By now , we were pretty generous with our Euros to light up specific paintings or dark corners, like the crypt at Santa Trinita. Maybe to compensate the guards, especially the one who was trying to close up Santi Apostoli at noon with four tourists still milling around? Penance for shooting many forbidden photos from the hip? Mark certainly did that for me and I am very grateful! (Trinita really didn’t want us to take pictures, one of the few churches in Florence where it’s not allowed.) Anyway, we were glad we got to see these additional churches. But the question still remains how even a wealthy community like Florence during its peak period from 1400-1700 (give or take) could have supported so many churches per square mile! 
It was nearly 1 pm by the time we walked by Ponte Vecchio one more time (I am not going to miss that traffic on the streets directly along the river!!!!) and to our landlady’s building down the street from us, to retrieve our luggage from the concierge and have who I think is actually the woman’s maid show us our bus station. We got the briefest glimpse of the sumptuous high-ceilinged apartment in the historic palazzo at 99 via San Niccolò, and that was a far cry from our damp piano terre cave… but we did make it work, and I did have fun living in an old ramshackle building with a courtyard unbelievable entryways and a secret garden!. A little less damp would have been nice, not to mention being able to steam my milk for the espresso I finally learned to make! 
Getting back to the bus station at Via Costanza turned out to be long and hot—we had to wait forever for a bus, sit/stand in that for a long time with many people, then get to the right tram and again, stand in it with many people, with a couple of temporary delays on the way. Then we had to wait in the hot sun for the FlixBus (where we finally had our lunch). The bus was late coming in and then was stuck in a traffic jam for another hour on the way out of town. But we were back in the road to Rome! We finally got there with about an hour delay, and then took the bus to our last “home” in Italy, another guest house, roughly in the same quarter as the other one, but closer to the river, in a modern building (I would really like to know when it was built, it has that ultramodern futurist 20s feel, but might be much later). Our room is by far the most hotel-like and functional room we’ve had, with nothing broken or wobbly or inconvenient, but it is also utterly charmless, and has no view even as we are a stone’s throw from the Tiber. 
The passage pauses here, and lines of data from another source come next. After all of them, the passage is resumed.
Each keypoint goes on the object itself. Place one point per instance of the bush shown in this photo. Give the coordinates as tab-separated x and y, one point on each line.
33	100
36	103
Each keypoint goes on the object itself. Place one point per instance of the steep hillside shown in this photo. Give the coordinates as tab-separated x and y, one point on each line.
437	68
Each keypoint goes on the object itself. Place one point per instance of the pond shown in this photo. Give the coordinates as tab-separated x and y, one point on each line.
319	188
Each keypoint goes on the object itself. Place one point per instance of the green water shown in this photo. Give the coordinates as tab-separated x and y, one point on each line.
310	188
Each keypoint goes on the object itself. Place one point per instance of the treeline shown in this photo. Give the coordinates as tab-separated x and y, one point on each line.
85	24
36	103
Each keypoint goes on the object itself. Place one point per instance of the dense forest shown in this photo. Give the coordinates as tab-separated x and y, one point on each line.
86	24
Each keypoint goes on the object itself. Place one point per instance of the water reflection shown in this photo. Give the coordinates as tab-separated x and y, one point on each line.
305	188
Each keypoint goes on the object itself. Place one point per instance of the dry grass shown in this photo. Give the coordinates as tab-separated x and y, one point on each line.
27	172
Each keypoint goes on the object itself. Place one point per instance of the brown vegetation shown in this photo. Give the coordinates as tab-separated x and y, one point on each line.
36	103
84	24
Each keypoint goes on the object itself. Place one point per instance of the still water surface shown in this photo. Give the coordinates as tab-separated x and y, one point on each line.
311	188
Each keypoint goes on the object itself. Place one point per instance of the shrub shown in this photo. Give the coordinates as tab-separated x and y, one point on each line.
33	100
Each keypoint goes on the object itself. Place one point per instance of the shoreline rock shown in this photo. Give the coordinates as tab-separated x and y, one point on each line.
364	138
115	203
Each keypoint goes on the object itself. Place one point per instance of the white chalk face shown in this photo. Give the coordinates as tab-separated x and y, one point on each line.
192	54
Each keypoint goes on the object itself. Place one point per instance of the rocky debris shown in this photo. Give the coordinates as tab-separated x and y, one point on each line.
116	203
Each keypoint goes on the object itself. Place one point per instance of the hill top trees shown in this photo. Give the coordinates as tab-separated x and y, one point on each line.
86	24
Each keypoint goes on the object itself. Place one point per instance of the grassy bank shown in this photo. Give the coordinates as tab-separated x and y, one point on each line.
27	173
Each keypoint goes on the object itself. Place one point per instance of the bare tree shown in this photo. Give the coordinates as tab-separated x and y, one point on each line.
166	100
We basically threw our stuff in the room, washed our hands after the sticky afternoon, and then went out to find some dinner. We found a really nice restaurant with outdoor seating a few blocks south of us, and I had the best pizza I’ve had since we got here, plus a lovely all-greens side salad, while Mark had very good pasta Bolognese. We were stuffed enough that we forewent our usual gelato, even though the BEST gelateria of Rome was just right there (it did have about 20 people waiting in line, so that was partly why we postponed until tomorrow). We walked home along the banks of the river and wrapped up the day with showers and the usual photo selection session.